I wrote down instructions I found on Trip Advisor to help us find the location. We followed Highway 15 down through Guaymas to Empalme, then started looking for the road that would take us west to Playa Cochorit. After wandering for awhile and dead ending into a port area, I finally decided to turn on my phone data and use Google maps for directions. Lo and behold -- it worked! We had turned off the main highway 5 kilometers short of the location, so we never would have found it without the wonders of Google.
When we finally arrived at Playa Cochorit, we found a windswept abandoned beach destination on the Sea of Cortez with one remaining palapa bar. Someone else had arrived before us and created this happy face in the sand with clam shells for eyes.

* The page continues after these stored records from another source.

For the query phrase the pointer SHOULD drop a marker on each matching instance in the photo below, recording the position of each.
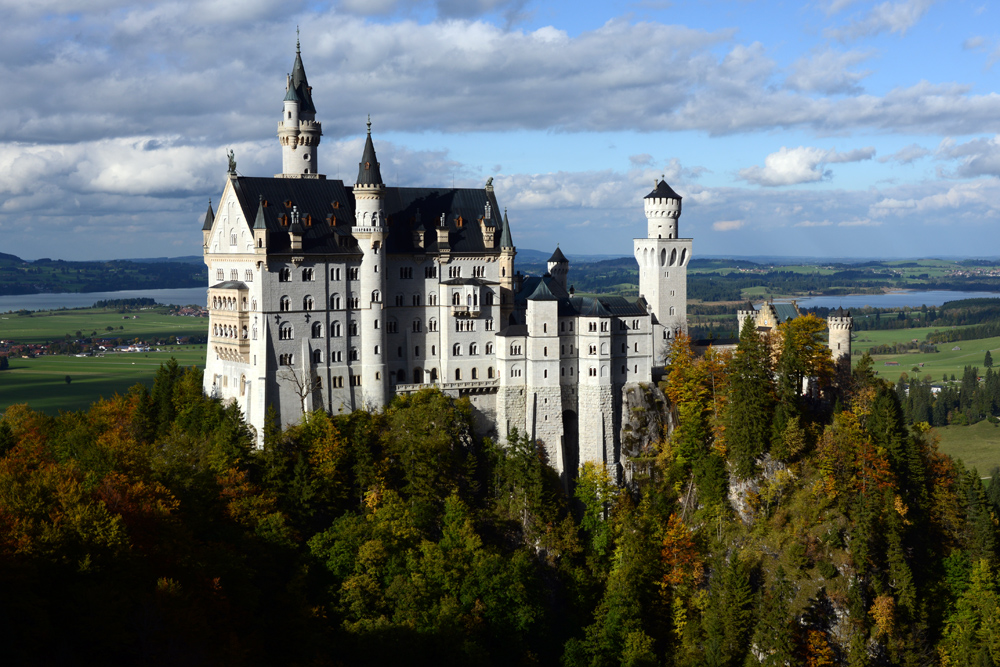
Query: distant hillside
(45, 275)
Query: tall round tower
(371, 232)
(663, 209)
(298, 131)
(840, 324)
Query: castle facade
(337, 297)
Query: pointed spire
(209, 217)
(505, 239)
(259, 222)
(299, 82)
(368, 168)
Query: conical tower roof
(368, 171)
(505, 239)
(209, 218)
(300, 84)
(663, 191)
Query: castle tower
(507, 253)
(298, 131)
(663, 258)
(558, 267)
(371, 231)
(840, 325)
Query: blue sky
(836, 128)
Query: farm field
(978, 446)
(42, 326)
(948, 361)
(41, 382)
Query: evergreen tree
(750, 408)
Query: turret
(298, 131)
(371, 232)
(507, 286)
(206, 226)
(663, 210)
(840, 324)
(558, 267)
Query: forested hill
(770, 528)
(18, 276)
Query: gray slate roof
(209, 218)
(269, 201)
(662, 191)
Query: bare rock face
(646, 421)
(749, 497)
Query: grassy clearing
(977, 446)
(41, 382)
(43, 326)
(936, 365)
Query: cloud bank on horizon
(845, 128)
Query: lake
(180, 297)
(198, 295)
(913, 298)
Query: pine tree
(750, 408)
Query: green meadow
(947, 361)
(978, 446)
(44, 326)
(41, 382)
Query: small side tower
(298, 131)
(558, 267)
(371, 232)
(663, 258)
(840, 324)
(507, 287)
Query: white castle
(326, 295)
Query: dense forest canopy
(779, 523)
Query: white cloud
(906, 155)
(828, 72)
(800, 165)
(897, 17)
(728, 225)
(978, 157)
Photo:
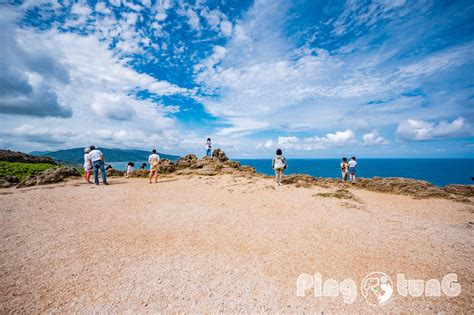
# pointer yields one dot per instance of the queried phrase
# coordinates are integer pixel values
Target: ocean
(439, 172)
(436, 171)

It appeared that the palapa bar El Tiburon might still be in operation, but the rest of the Cochorit fishing village looked like the photo below.

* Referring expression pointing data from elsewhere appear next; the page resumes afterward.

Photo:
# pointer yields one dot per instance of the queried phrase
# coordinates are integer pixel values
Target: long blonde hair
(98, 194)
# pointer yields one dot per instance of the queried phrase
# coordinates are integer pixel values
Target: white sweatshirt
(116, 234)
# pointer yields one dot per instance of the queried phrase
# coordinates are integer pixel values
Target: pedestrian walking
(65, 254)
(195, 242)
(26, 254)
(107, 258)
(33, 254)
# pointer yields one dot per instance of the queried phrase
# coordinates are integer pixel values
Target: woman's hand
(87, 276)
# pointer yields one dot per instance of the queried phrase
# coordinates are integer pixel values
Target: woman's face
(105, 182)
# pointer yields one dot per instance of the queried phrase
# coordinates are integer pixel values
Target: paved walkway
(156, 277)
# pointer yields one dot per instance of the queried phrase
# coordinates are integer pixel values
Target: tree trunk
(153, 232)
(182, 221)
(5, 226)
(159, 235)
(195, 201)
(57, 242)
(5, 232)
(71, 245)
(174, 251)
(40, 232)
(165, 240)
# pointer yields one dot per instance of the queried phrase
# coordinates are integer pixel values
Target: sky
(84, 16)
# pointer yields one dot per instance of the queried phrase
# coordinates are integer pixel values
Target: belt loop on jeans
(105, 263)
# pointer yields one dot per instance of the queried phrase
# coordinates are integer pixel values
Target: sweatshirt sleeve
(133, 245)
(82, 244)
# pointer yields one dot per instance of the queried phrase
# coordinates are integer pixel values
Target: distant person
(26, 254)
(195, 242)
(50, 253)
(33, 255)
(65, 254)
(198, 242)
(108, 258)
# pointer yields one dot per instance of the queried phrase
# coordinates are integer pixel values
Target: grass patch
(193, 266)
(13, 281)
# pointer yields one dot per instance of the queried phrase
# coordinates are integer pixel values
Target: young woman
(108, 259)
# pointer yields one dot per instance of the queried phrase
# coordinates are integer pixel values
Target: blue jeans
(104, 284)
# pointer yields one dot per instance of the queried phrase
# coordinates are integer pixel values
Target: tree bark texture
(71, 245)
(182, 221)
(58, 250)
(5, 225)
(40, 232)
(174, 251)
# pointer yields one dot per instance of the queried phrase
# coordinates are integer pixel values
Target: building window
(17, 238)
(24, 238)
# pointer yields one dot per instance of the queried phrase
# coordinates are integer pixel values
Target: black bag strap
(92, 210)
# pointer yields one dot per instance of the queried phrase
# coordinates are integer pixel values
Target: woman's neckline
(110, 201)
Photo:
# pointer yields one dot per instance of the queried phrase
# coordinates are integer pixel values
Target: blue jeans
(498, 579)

Several fishermen's pangas were pulled up onshore.
And a gull was perched on this fisherman's truck.
It was a windy day with rough surf, so I imagine that's why the fishermen's camp was uninhabited.
Love this fish mural on the wall of the one remaining palapa restaurant.
After snapping some photographs, we busied ourselves with the main event. Playa Cochorit is shelling/beachcomber nirvana. I've never happened upon a beach like this! As far as the eye could see, the beach was littered with a huge variety of spectacular finds, including murexes, augers, towers, olives, scallop and clam shells, limpets, and on and on. The photo above is just a sampling. We spent less than an hour plucking all the shells we could take with us, leaving thousands behind.
As we were headed back up the beach to the car, a couple roared by on a moto -- the first humans we'd seen. Nearing the car, a little girl ran out of the empty palapa restaurant carrying two black murexes. She wanted to know if we'd buy her shells for 7 pesos. Craig dug all the change out of his pockets, a little over 20 pesos, and handed it to her. She was thrilled with the pesos (for me???), and I was thrilled with the shells! We'll take more pesos with us next trip!